Planet SOSIG: A Spring-clean for SOSIG: A Systematic Approach to Collection Management
The SOSIG collection
The core of the SOSIG service, the Internet Catalogue, now holds over 21,000 structured metadata records describing Internet resources relevant to social science teaching, learning and research. Established in 1994, SOSIG is one of the longest-running subject gateways in Europe. Our section editors have been seeking out, evaluating and describing social science Internet resources, developing the collection so that it now covers 17 top-level subject headings with over 1000 sub-sections. Given the dynamic nature of the Internet, and the Web in particular, collection development is a major task. Collection management (i.e. weeding out broken links, checking and updating records) at this scale can also be something of a challenge.
The SOSIG core team, based at ILRT in Bristol, devotes considerable resource to removing or revising records with broken links (human checks based on reports from an automated weekly link-checking programme). Section editors, based in universities and research organisations around the UK, also consider durability and reliability of resources as part of the extensive quality criteria for inclusion in the Catalogue. They regularly check records and update them: however, the human input required to do this on a systematic and comprehensive scale would be beyond current resources. SOSIG has therefore recently embarked on a major 'spring cleaning' exercise that it is hoped will address this issue and keep the records current. We describe below the method, and outcomes to date.
There are several reasons why such collection management activity is important. User feedback indicates that currency of the resource descriptions is one of the most appreciated features of the SOSIG service. SOSIG and other RDN hubs are promoted on the basis of the quality of their records: offering out of date descriptions and other details is likely to frustrate users and, in the long term, be detrimental to their perceptions and therefore use of the service. Recent changes in data protection legislation also emphasise the obligation to check that authors/owners are aware of and happy with the inclusion of their resources in SOSIG. Checking with resource owners also appears to have incidental public relations benefits and is helping to develop the collection by identifying new resources from information publishers and providers.

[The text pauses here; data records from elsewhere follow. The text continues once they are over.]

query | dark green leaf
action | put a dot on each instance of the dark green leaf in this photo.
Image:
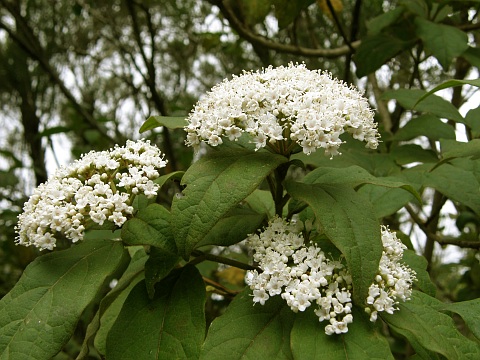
(419, 264)
(158, 265)
(215, 185)
(363, 341)
(445, 42)
(429, 330)
(171, 122)
(150, 226)
(349, 221)
(449, 84)
(456, 183)
(171, 326)
(246, 331)
(425, 125)
(433, 104)
(376, 50)
(42, 310)
(468, 310)
(377, 24)
(354, 176)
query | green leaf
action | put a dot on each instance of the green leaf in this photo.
(456, 183)
(433, 104)
(419, 264)
(449, 84)
(171, 122)
(377, 24)
(215, 185)
(454, 149)
(158, 265)
(429, 330)
(171, 326)
(425, 125)
(150, 226)
(286, 11)
(354, 176)
(412, 153)
(246, 331)
(363, 341)
(43, 308)
(376, 50)
(443, 41)
(468, 310)
(349, 221)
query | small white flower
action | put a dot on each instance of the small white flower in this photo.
(98, 187)
(290, 105)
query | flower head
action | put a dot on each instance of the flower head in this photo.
(99, 187)
(283, 108)
(303, 276)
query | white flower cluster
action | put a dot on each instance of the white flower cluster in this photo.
(98, 187)
(303, 276)
(282, 107)
(394, 280)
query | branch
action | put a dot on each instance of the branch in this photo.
(472, 244)
(259, 40)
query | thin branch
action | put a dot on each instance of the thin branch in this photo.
(441, 240)
(247, 34)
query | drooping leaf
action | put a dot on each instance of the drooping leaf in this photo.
(419, 264)
(355, 176)
(363, 341)
(433, 104)
(428, 330)
(214, 186)
(171, 122)
(150, 226)
(449, 84)
(375, 50)
(171, 326)
(158, 265)
(468, 310)
(453, 149)
(456, 183)
(349, 221)
(425, 125)
(246, 331)
(39, 315)
(443, 41)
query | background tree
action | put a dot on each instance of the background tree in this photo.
(89, 74)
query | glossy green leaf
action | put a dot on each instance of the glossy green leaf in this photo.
(449, 84)
(443, 41)
(171, 122)
(376, 50)
(349, 221)
(433, 104)
(468, 310)
(150, 226)
(428, 330)
(377, 24)
(38, 316)
(355, 176)
(363, 341)
(419, 264)
(246, 331)
(454, 149)
(425, 125)
(171, 326)
(456, 183)
(158, 265)
(214, 186)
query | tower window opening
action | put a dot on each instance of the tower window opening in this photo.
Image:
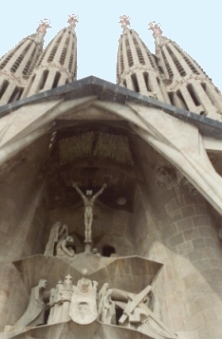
(117, 69)
(169, 70)
(14, 95)
(29, 67)
(3, 87)
(135, 83)
(42, 55)
(140, 56)
(29, 84)
(25, 71)
(183, 102)
(171, 97)
(149, 55)
(208, 93)
(63, 56)
(122, 63)
(27, 47)
(56, 79)
(67, 40)
(59, 39)
(146, 79)
(41, 58)
(176, 62)
(43, 79)
(21, 90)
(71, 63)
(193, 95)
(17, 63)
(4, 63)
(130, 58)
(119, 313)
(107, 250)
(52, 54)
(192, 67)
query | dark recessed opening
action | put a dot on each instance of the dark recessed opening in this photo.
(108, 250)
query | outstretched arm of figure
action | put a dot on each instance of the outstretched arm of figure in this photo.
(99, 192)
(78, 190)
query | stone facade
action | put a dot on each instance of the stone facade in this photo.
(151, 265)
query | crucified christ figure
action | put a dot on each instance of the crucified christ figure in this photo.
(89, 202)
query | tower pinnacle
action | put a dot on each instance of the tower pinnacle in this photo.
(43, 25)
(157, 31)
(124, 21)
(72, 21)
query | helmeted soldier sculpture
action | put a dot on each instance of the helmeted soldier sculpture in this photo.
(89, 202)
(83, 304)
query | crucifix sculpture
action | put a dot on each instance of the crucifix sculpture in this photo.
(89, 202)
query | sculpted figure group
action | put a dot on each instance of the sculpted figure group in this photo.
(83, 304)
(60, 244)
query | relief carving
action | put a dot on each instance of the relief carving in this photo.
(83, 304)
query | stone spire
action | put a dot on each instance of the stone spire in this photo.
(137, 67)
(18, 63)
(57, 64)
(187, 84)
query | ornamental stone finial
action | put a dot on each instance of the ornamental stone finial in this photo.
(72, 21)
(157, 31)
(124, 21)
(43, 25)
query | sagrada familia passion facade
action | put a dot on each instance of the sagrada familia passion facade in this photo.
(111, 194)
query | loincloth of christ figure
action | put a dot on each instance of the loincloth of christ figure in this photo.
(89, 202)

How did we go about our spring-clean? Each of the metadata records for the 21,000 resources catalogued in SOSIG contains a field for 'administrative email' - the contact email address of the person or organisation responsible for the site. We adapted an existing perl script (developed in ILRT for another project), which allowed a tailored email to be sent to each of these addresses. The message includes the URL of the SOSIG record(s) associated with the admin email. Recipients are informed that their resources are included in SOSIG and are asked to check the SOSIG record for their resource (via an embedded link in the message) and supply corrections if necessary. They are also invited to propose new resources for addition to the Catalogue. The script adds details of records processed to a copy of the database: the next time the script runs, it checks all unmarked records and sends the message to the next 2000 of these. Once all 21,000 records have been processed, the script will run on a weekly basis to ensure that newly added records are also notified to their owners for checking.
Phasing the process
We first considered a mass, simultaneous mailout covering all 21,000 records. The script sends one message per minute to avoid swamping the servers. However, we had no idea of the level of response likely to be generated and wanted to avoid swamping ourselves! We therefore decided to phase the process, running the script against batches of 2000 records on a roughly monthly basis, in numerical order of unique record identifiers. The process was run for the first time at the end of July 2002 and, on the basis of low-numbered identifiers, included records of resources first catalogued in SOSIG's early days. A second batch of 2000 records was processed in the last month. Whilst Phil Cross oversaw the technical monitoring of the process, Emma Place and Dave Boyd have handled the personal responses, either dealing with change requests or passing on suggestions for additional resources to Section Editors responsible for specific subject areas on SOSIG.
Some interim results
A range of responses
To date we have received 239 personal responses (approximately 5%) from email recipients. A further 1023 automated 'bounced' responses were received. Those of us who are regular and long-term users of the Web are well aware of the fairly constant evolution of Web resource content and features. The SOSIG spring clean exercise also highlights the extent of change in personnel associated with Web resources. As mentioned above, of the emails sent relating to the first 4000 records, over a quarter 'bounced' back. Although a very small proportion of these were automated 'out of office' replies, most were returned because the address was no longer in use.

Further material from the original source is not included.